Every year, if the weather conditions are just right, a magical scene appears on the shores of Lake Michigan.
Videos by InspireMore
Freezing temperatures and strong winds often combine in January to form incredible miniature sand sculptures, similar to the rocky hoodoos found throughout the world. Rock hoodoos, like the ones that soar 50 feet into the air in Utah, are formed over millions of years of erosion. They have stood tall for eons, but sand hoodoos last just a few hours before disappearing.
These tiny sculptures are formed on only the coldest, windiest beaches. Each natural masterpiece stands between 3 and 15 inches tall and is as unique as a snowflake.
Some resemble little toadstools, while others are said to resemble chess pieces. The result is a tiny forest of miniature sand hoodoos that appears as suddenly as it disappears mere hours later.
Shaun Tvetmarken of Saint Joseph, Michigan, is a photographer who shoots local landscape and wildlife. He happened upon a tiny city made of sand hoodoos on a beach on the southwestern corner of Lake Michigan in Tiscornia Park one day, and the photos he took are stunning!

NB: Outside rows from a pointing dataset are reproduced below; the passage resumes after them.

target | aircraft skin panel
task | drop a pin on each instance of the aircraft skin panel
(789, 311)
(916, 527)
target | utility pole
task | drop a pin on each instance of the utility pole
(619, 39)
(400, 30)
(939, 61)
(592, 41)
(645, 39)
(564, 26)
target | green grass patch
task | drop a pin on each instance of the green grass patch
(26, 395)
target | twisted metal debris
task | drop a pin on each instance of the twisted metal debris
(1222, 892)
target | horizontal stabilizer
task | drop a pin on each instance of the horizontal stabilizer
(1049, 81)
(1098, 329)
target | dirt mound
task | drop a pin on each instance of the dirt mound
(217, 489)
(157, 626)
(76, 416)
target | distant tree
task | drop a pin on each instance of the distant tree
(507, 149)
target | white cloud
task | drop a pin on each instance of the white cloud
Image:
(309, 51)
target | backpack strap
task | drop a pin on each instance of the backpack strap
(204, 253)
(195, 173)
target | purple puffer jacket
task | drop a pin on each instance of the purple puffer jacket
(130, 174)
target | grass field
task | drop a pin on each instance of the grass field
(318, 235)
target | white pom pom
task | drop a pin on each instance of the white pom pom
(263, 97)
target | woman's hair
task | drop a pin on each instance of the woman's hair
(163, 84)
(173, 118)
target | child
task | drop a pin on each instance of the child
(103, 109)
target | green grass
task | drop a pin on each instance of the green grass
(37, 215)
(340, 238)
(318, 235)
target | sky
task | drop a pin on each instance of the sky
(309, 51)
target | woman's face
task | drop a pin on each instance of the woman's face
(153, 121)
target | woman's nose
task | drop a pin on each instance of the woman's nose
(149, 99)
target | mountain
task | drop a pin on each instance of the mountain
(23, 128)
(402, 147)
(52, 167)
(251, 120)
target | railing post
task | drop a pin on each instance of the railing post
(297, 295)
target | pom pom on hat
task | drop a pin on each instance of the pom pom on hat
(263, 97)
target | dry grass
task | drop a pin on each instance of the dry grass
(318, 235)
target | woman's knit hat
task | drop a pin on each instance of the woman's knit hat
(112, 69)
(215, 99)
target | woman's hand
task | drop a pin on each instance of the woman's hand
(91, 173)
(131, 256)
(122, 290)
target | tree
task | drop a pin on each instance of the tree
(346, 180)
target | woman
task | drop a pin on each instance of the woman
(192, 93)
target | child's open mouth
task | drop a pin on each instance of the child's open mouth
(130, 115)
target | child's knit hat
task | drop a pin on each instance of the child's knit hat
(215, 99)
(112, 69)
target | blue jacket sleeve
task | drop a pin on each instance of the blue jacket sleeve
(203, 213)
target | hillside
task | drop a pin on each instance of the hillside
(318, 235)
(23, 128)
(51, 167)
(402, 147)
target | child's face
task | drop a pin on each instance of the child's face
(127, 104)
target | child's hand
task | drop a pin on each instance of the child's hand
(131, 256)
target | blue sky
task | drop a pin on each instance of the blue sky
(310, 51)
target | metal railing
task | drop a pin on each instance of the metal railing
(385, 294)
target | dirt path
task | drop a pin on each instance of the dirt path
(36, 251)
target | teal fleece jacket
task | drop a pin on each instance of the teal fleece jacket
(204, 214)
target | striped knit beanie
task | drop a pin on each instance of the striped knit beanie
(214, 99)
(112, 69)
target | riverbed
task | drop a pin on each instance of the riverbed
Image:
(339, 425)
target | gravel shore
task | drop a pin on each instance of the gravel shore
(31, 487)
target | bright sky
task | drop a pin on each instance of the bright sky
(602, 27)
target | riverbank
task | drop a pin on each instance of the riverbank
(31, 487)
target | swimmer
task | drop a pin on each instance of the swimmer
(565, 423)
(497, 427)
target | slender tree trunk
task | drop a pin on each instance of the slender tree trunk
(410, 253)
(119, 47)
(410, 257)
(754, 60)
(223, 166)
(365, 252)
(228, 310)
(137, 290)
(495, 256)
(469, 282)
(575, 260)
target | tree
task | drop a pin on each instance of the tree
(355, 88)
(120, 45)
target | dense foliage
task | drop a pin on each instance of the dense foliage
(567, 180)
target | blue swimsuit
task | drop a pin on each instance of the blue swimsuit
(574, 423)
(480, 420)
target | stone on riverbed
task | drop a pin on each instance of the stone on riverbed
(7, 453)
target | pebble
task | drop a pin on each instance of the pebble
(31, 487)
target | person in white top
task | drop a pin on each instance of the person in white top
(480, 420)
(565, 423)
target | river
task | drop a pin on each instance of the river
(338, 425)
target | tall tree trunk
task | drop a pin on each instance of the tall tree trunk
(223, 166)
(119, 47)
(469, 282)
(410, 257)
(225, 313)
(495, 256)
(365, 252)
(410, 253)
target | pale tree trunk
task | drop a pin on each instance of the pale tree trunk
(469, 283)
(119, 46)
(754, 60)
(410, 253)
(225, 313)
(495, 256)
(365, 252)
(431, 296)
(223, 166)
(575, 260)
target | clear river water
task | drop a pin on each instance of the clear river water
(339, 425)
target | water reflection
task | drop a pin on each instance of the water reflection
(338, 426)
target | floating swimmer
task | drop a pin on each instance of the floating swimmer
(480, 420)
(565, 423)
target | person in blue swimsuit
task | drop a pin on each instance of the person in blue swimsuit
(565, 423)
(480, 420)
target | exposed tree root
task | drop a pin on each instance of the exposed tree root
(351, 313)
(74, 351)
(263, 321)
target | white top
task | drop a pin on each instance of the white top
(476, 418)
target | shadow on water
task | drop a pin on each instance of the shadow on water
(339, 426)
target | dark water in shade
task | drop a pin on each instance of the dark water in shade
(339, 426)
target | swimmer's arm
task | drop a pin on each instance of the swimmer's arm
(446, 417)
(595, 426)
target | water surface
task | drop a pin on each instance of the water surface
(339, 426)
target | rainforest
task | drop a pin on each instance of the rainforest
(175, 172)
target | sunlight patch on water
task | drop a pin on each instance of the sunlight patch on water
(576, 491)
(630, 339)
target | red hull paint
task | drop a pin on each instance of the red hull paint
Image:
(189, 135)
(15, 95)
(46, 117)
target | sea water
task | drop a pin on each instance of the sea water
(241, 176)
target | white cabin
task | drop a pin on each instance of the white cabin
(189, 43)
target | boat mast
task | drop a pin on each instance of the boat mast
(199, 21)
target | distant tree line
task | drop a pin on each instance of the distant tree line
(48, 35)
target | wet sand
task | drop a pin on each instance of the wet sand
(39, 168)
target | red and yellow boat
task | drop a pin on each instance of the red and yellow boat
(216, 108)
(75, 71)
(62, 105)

St. Joseph is about 80 miles from Grand Rapids, Michigan, where the winter weather normally provides optimal conditions for sand hoodoos to form. On the day Shaun arrived to take pictures, the wind was whipping at about 40 mph!
As the sun came up, temperatures rose and the sand began to warm. Soon the warmer weather melted the ice inside the wet sand, turning nature’s handiwork back into plain grains of sand before his very eyes.
Sand hoodoos form in other parts of the world as well, including along the coast of the Pacific Northwest and in northern Europe! It’s a shame these spectacular structures don’t last longer, but we’re grateful for nature photographers like Shaun, who capture this phenomenon forever.